News:

MASM32 SDK Description, downloads and other helpful links
MASM32.com New Forum Link
masmforum WebSite

Fast(er) RGB --> BGR buffer copy?

Started by swsnyder, November 13, 2006, 11:43:39 PM

Previous topic - Next topic

swsnyder

Hello.

I have graphics code whose bottleneck is copying a buffer of 24-bit pixels to a buffer of reversed pixels.  That is, the source buffer is RGB and the destination is to be filled with BGR pixels.

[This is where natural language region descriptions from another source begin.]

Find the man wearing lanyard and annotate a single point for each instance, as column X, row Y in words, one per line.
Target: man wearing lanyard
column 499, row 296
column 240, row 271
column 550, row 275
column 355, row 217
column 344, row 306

My current scheme is to read 32-bits (x,R,G,B), swap and shift the bytes, and write out 32-bits (B,G,R,0).  That trailing 0 byte is garbage and is overwritten in the next loop, or by the next pixel in the same loop.  The source and dest pointers are incremented by 3 to advance past the valid 3 bytes just handled.  I've unrolled this to handle 3 pixels per loop, to avoid back-to-back operations on the same register.  The current code is shown below.  It works, but there's a couple of problems with this code from a performance perspective.

First, there's the mis-alignment.  The destination of the write is only aligned on every 4th write, since the pointers are being advanced by 3 bytes per pixel.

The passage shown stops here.